The Claimant’s claim subsequently failed and, in terms similar to RSA v Fahad, AXA sought permission to bring contempt proceedings, but permission was refused on the basis that it would take up a disproportionate amount of Court time.
AXA pursued a private prosecution under the provisions of the Fraud Act. Truro Crown Court subsequently found Mr Gustar guilty on two counts of fraud and he was ordered to serve a three year suspended sentence.
Judge Clark told Mr Gustar: "…The view was taken that a person who brings a fraudulent claim for damages should not be allowed to walk away scot free…." . In addition, the judge held that Axa was ‘entirely justified’ in bringing the prosecution.
In light of the above cases, it is likely that in the coming years more and more criminal sanctions will be sought to provide a strong deterrent to anyone who is minded to pursue a fraudulent claim.

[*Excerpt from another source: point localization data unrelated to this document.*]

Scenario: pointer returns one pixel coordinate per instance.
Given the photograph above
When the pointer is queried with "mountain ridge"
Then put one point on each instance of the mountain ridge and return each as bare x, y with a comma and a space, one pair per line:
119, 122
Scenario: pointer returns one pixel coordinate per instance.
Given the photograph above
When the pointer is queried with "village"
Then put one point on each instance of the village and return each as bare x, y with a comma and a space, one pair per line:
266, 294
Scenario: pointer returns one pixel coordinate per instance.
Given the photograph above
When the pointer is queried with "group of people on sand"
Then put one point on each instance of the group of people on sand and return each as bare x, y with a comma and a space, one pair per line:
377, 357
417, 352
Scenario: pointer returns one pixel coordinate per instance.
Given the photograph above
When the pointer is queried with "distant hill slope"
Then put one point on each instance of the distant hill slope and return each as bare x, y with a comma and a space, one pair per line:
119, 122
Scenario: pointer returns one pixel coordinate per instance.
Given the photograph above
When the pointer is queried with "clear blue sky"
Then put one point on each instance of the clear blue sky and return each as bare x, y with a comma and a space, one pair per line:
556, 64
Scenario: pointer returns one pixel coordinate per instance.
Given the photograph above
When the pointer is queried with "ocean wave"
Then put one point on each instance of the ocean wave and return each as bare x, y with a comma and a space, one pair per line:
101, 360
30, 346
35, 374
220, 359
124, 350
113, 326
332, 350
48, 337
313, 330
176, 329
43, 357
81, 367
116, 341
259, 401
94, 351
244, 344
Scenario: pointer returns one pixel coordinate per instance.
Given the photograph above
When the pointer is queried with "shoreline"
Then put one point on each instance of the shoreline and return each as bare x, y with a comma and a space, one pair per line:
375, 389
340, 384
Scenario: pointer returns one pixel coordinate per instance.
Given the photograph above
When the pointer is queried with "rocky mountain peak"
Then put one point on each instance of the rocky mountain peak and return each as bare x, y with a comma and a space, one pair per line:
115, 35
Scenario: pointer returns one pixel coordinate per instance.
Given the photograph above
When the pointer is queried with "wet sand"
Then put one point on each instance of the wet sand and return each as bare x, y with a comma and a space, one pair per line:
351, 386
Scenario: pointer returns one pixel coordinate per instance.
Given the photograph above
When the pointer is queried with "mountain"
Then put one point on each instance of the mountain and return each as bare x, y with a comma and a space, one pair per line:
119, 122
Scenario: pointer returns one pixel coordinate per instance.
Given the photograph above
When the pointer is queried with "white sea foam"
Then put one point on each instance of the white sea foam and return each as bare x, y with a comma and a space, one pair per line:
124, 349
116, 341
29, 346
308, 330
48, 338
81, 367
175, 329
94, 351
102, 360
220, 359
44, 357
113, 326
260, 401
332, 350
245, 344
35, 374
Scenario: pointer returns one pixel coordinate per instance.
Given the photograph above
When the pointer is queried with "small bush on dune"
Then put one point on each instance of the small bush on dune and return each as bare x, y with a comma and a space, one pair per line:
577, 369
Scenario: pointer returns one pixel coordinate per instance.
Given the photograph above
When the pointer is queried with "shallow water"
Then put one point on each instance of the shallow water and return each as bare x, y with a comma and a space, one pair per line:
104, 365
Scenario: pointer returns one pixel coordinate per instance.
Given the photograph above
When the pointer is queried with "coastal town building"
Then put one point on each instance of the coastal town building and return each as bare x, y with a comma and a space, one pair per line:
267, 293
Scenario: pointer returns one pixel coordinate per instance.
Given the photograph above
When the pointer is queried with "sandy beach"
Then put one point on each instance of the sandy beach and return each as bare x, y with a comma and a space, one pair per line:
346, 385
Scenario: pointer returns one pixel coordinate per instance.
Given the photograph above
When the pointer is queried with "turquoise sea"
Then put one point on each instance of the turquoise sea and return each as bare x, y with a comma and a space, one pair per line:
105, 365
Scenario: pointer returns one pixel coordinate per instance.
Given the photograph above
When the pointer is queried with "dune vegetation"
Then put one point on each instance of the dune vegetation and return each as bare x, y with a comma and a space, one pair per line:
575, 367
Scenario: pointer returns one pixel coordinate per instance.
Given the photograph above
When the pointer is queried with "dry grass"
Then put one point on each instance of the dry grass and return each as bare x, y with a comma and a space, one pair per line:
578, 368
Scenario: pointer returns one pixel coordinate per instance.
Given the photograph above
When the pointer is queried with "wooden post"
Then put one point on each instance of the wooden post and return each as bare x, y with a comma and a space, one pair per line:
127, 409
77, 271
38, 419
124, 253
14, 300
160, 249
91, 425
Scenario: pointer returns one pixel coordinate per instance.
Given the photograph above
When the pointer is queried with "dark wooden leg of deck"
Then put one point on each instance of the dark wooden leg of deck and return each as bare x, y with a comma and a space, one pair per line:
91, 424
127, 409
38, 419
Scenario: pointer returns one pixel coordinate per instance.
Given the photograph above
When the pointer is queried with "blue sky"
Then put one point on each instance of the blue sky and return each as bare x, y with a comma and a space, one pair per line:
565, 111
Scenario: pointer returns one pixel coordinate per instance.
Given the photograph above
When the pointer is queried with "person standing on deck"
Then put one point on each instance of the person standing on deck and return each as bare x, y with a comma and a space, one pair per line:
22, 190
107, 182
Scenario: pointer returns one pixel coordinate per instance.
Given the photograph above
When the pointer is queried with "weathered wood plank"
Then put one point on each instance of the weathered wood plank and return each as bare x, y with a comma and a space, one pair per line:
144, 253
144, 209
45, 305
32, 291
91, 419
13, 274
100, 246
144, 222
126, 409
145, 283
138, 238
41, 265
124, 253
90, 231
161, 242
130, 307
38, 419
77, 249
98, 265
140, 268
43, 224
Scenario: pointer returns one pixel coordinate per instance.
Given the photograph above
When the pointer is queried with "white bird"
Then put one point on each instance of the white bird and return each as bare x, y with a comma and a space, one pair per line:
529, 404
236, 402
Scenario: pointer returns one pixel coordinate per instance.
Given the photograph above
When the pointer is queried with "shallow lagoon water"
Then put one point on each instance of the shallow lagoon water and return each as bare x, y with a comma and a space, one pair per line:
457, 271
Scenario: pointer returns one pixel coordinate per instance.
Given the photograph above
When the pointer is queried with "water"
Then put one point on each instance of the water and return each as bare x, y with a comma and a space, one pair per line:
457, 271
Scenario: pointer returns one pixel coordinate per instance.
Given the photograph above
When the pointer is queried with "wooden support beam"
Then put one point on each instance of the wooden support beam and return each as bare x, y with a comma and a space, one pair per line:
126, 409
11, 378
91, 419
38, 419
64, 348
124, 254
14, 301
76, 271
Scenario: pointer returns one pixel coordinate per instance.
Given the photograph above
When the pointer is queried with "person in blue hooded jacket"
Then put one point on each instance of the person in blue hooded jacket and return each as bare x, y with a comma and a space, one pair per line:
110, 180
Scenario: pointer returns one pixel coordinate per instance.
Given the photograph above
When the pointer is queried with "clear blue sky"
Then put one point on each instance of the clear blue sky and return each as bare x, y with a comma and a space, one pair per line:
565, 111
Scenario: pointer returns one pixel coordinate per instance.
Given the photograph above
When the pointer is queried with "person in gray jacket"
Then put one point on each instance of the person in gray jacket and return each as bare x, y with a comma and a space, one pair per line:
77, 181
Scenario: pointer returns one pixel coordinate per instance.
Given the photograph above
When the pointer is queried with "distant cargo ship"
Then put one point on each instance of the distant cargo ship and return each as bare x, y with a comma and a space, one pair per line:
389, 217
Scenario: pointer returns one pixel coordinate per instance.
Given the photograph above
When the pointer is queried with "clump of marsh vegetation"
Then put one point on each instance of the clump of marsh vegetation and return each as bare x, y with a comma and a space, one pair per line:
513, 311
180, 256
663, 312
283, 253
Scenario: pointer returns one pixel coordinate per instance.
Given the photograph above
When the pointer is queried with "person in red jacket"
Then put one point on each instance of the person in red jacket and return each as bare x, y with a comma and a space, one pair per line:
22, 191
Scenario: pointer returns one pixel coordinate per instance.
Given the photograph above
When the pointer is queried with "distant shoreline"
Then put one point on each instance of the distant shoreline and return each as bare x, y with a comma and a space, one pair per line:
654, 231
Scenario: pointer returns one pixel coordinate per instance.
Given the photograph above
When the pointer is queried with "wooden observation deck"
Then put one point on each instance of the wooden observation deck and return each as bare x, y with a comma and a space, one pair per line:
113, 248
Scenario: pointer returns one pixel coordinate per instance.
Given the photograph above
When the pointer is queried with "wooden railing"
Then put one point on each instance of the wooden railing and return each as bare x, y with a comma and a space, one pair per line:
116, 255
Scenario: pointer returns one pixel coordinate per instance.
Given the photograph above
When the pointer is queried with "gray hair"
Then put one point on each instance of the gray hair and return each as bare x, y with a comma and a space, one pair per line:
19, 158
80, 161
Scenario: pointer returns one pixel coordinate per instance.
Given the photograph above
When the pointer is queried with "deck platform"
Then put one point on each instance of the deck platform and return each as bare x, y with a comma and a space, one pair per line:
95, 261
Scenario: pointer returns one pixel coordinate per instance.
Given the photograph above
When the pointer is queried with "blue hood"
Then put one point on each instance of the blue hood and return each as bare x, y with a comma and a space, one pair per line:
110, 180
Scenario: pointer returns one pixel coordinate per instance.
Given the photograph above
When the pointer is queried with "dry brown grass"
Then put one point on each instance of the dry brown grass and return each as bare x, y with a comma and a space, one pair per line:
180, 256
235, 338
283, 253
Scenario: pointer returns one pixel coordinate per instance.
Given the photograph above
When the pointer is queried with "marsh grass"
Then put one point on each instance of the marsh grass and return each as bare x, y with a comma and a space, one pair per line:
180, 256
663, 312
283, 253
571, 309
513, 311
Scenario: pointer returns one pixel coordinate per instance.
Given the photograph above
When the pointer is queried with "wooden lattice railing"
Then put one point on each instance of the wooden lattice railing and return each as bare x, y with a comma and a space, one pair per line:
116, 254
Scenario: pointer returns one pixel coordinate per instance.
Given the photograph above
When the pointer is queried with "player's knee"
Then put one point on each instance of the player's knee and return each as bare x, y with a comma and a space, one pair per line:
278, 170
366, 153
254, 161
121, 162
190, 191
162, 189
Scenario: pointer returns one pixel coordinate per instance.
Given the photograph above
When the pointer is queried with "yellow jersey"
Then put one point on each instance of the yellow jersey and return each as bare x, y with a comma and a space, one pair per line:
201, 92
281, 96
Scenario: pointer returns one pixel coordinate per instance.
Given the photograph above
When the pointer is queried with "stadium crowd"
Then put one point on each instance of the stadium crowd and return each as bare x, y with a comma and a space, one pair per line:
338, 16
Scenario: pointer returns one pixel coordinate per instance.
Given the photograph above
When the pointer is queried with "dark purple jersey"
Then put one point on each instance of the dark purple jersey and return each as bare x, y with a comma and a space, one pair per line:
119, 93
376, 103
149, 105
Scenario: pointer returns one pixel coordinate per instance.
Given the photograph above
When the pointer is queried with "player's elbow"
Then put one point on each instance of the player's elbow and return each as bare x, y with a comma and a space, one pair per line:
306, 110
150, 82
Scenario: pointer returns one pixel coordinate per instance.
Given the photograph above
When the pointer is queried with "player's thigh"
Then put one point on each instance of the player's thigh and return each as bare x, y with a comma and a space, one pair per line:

The Government is also supporting the fight against fraudulent claims and has recently announced the creation of a task force to report back on how to reduce fraud across all types of insurance. An interim report is expected in March 2015. Proposed amendments to the Pre Action Protocol would require solicitors to investigate whether previous claims have been made by a potential claimant and confirm to the defendant that this has been done, with sanctions if the claimant’s solicitors fail to complete the checks.